Viernes 18 de Diciembre de 2015
Que escribía y dibujaba como pocos, que era parte de la Mesa de los Galanes del bar El Cairo, que era hincha de Rosario Central, que tenía muchos amigos, era irónico y reconocido internacionalmente pero mantenía un perfil bajísimo, que le decían Negro. Cualquier rosarino sabe que todos esos son rasgos de Roberto Fontanarrosa, tal vez el escritor y dibujante más popular y querido que tuvo Rosario. Lo que pocos saben es que el Negro jugaba al fútbol, de volante, los sábados al mediodía en el campo de deportes del Club Universitario, en Las Delicias. Y por haber sido el más ilustre de los futboleros de ese rito deportivo semanal, sus compañeros de entre 35 y 67 años le dedican un torneo desde el primer año de su fallecimiento (el 19 de julio de 2007, a los 62 años).
Copa Fontanarrosa, así llamaron a la anual cita que actualiza la pasión por el picado, cuela algún que otro asado y mantiene al Negro en la cancha.

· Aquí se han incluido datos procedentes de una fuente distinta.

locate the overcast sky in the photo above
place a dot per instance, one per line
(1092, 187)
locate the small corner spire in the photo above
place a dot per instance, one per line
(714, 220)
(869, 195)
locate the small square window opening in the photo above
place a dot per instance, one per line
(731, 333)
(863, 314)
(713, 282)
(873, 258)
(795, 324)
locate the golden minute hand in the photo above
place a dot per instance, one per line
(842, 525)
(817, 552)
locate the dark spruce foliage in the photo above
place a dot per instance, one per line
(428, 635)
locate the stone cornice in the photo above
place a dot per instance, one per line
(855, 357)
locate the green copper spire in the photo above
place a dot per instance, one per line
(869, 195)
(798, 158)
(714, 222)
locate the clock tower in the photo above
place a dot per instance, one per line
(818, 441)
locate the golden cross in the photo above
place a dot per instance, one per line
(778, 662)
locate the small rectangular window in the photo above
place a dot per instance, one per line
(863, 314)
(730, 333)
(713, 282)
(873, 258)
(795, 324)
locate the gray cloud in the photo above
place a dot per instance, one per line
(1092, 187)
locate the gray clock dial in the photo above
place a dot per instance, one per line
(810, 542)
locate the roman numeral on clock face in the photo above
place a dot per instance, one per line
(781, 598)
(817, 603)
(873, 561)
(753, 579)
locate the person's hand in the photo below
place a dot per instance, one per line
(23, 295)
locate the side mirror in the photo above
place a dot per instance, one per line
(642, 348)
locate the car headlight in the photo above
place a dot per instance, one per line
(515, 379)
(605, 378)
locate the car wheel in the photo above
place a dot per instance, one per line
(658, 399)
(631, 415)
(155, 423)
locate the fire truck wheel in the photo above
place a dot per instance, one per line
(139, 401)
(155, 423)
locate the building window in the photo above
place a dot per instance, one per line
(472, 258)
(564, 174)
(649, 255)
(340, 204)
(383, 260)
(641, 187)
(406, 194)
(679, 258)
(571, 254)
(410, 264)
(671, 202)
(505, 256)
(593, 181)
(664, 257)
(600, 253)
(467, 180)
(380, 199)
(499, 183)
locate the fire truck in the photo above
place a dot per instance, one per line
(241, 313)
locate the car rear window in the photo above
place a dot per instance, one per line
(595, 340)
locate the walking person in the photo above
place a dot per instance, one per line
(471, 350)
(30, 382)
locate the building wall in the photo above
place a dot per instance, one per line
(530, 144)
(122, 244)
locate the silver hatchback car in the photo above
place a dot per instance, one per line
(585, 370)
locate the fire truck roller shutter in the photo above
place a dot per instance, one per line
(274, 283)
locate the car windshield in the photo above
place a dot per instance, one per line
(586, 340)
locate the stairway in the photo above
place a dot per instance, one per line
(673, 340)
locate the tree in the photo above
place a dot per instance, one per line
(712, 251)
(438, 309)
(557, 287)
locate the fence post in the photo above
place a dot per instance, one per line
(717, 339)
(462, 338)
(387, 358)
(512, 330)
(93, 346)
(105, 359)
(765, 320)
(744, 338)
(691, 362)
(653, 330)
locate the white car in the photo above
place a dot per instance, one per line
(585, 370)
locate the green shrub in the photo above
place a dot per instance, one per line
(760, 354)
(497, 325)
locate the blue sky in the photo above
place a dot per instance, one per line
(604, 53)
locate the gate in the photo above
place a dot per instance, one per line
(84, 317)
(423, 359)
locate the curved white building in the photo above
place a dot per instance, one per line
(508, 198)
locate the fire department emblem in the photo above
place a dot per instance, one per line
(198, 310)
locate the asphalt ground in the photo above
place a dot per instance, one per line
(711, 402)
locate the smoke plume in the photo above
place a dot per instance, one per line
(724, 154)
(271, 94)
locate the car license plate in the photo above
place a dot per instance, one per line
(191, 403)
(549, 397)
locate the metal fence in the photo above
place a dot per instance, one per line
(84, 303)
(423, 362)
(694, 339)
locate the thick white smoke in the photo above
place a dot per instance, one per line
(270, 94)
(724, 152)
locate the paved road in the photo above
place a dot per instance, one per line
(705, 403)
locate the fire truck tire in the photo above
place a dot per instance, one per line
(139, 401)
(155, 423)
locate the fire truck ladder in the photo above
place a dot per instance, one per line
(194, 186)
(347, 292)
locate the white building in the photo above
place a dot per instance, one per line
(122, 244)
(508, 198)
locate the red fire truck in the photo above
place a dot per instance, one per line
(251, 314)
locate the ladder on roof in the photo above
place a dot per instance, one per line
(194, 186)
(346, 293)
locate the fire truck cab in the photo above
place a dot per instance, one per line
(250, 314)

Mañana se jugará una nueva edición: a partir de las 14, camisetas leprosas o canayas _da igual_, el tema es entretenerse, jugar y recordar las anécdotas del Negro como jugador, “cosas que no muchos saben”, según sus compañeros.
Alejo Vercesi es el coordinador de este torneo y quien se encarga de juntar con pasión mails, fotos y recuerdos sobre el Negro.
“El jugaba en un equipo que se llamaba Mendieta y por esas cosas que se dan en los picados (un amigo de un amigo lleva a otro amigo) terminó jugando en Uni. Venía bastante seguido, a las 12.30 estábamos todos ahí para hacer la previa; cafecito y charla de fútbol, lo común entre hombres. Después venía el partido: el Negro tenía buena pegada, si bien tenía un problema en al cadera y corría con dificultad, eso sí, era tranquilo, jamás puteaba en la cancha”, contó.
Lo que pocos saben, además, es que muchos de los nombres que el Negro usó en sus historietas los sacó de la cancha y de estos encuentros.
“Recuerdo un caso particular de una historieta en la que un personaje le dice a otro: Rivas, usted más que un piecapiedras es un troncomóvil, y Rivas era José Luis, un compañero y ex rugby que falleció hace poco en Brasil”, dijo Vercesi.
Cruce de mails. En 2003 a Fontanarrosa se le diagnosticó esclerosis lateral amiotrófica, por lo que desde 2006 utilizó frecuentemente una silla de ruedas. De ese año son algunos mails que el grupo guarda impresos como celoso patrimonio. Siempre firmaba “El negro”, en minúscula; la dirección de su correo era “negrofontanarrosa@ciudad.com.ar” y en uno, de fecha 12 de septiembre de 2006, se lee el asunto: “Fútbol sábados en Universitario”.
Se destaca un párrafo, con típico sello Fontanarrosa. “...Debería haber algún medio, radial o televisivo, tipo Area 18 (segunda novela de Fontanarrosa, publicada en 1982), que notificara al pueblo sobre las actividades del fútbol de Uni. De todos modos, se hace difícil creer que jugadores como el Zorro, el Bichi o el Ingeniero, no ya sigan jugando sino, incluso, que continúen con vida. Estoy entrenando para ver si puedo volver, al menos a los asados. Con respecto a tu amigo escritor, dale sin problemas mi dirección de mail, esperando que su cuento no exceda las 4.000 carillas. Saludos a toda la brava gente. Volveré y seré millones. Patria o muerte. El negro”.
Humor. En enero de 2007, el Negro anunció que dejaría de dibujar historietas, porque había perdido el completo control de la mano derecha. Sin embargo no había perdido el humor. Van dos muestras de ello.
Vercesi había redactado un reglamento para terminar con las discusiones que se producían ante cada infracción en las áreas y Fontanarrosa le escribió:
“Estimado Vercesi: desde mi condición de Arbitro Natural Tribunal Superior, no me extenderé sobre las medidas tomadas. Pero le digo: tenga mano dura con esas despreciables bestias...”.
Y uno más. Habla de una supuesta “ley de las probabilidades” y argumenta: “Si un futbolista ejecuta mil tiros libres, uno tiene que meter. Yo recomendaría organizar un partido-despedida para el señor Emanuelli. Quemar su nuevo par de botines como ofrenda al fútbol. Y retirar definitivamente su número, pero no de camiseta sino de la agenda telefónica para que nadie lo invite más a jugar a ese hijo de puta. Mis respetos. Juez E. A. Fontanarrosa”. ¿Cómo olvidarlo?